El más puro arte barroco luce en este claustro, rico y fascinante; el barroco estípite, llamado por nuestros "churrigueresco" de una manera espontánea e intuitiva, pues en España aún se le niega la paternidad a esta manera peculiar de Jerónimo de Balbás de construir el barroco. Ejemplar extraordinario, no único e impar, el de la capilla del convento de San Martín de Tepotzotlán, dedicado por los jesuitas a San Francisco Javier, apóstol efectivo de la India, y romántico de China, santo nuevo y propio para estas tierras de apostolado. Ningún escenario mejor para el mejor de los autos sacramentales teológicos de calderón, construido con extraordinaria habilidad de dramaturgo que retoma el asunto del teatro como representación de una serie de papeles que significan el mundo y la gracia, el rey; el rico, el campesino y el pobre; la hermosura y la discreción inclusive la Voz del Sepulcro; todo motivo o animados por el Autor, que lo es de todo lo que hay sobre la tierra; tierras y montes, pasiones y ambiciones.
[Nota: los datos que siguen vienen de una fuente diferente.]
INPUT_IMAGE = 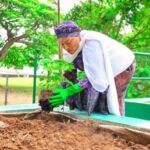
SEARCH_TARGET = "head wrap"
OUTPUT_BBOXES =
[55,21,80,38]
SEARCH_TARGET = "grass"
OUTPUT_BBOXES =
[0,77,39,89]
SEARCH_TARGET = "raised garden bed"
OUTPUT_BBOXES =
[0,112,150,150]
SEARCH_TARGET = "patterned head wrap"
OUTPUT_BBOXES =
[54,21,80,38]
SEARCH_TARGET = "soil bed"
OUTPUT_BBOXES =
[0,112,150,150]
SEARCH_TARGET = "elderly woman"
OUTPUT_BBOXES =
[49,21,135,115]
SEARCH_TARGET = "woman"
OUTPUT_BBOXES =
[50,21,135,115]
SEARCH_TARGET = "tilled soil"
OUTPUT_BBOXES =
[0,112,150,150]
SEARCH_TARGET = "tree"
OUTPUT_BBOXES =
[0,0,57,67]
[65,0,150,98]
[65,0,150,52]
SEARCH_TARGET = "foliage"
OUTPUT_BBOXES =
[40,59,74,90]
[0,0,57,68]
[65,0,150,98]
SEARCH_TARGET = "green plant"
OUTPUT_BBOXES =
[40,59,74,90]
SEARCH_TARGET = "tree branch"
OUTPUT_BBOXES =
[0,34,28,61]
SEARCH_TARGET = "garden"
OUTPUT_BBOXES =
[0,0,150,150]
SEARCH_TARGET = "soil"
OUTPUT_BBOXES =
[0,112,150,150]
El cronista se encuentra paralelo, porque no |
sabe si darle mayor interés al continente, ese bosque de madera labrada convertida en oro, o al contenido, el auto sacramental propiamente, oratoria sagrada transformada en diálogos, estampa mental exacta que pertenece al contexto filosófico de la España de Calderón, frío y erudito, objetivo como buen santanderino, de donde le viene lo Calderón -su casa solariega estaba en La Barca, en Santander-, no obstante que naciera madrileño. Prodigo de perfección churrigueresca, el templo, cuyo altar mayor sirve de fondo al arte; alarde de maestra de comediógrafo el auto, molde de fundir buen teatro. Los dos elementos se acoplan y el espectador disfruta con la vista y deja que flote y corra el pensamiento sobre la traquila corriente del caudaloso río filosófico que son los parlamentos de este extraordinario teatro sacramental, tan fresco, no obstante lo viejo. Fiesta del espíritu; regocijo para los ojos, y emoción de contar con elementos de calidad extraordinaria para reducirlos, en síntesis diamantina, en espectáculo teatral de excepción.
Es obvio hacer juicio de El gran teatro del mundo, pero es necesario asentar que el Teatro de México, animado para jóvenes talentosos y entusiasta, logra magnífica representación, igualmente accesible al erudito que al profano. El que gusta de oir con el pensamiento se regocijará con el texto del auto sacramental; el que se limita a oir con el sentimiento tiene bastante con el texto calderoniano dicho con fluides y claridad.
El público, numeroso, oye con devoción este espectáculo tan antiguo y tan moderno.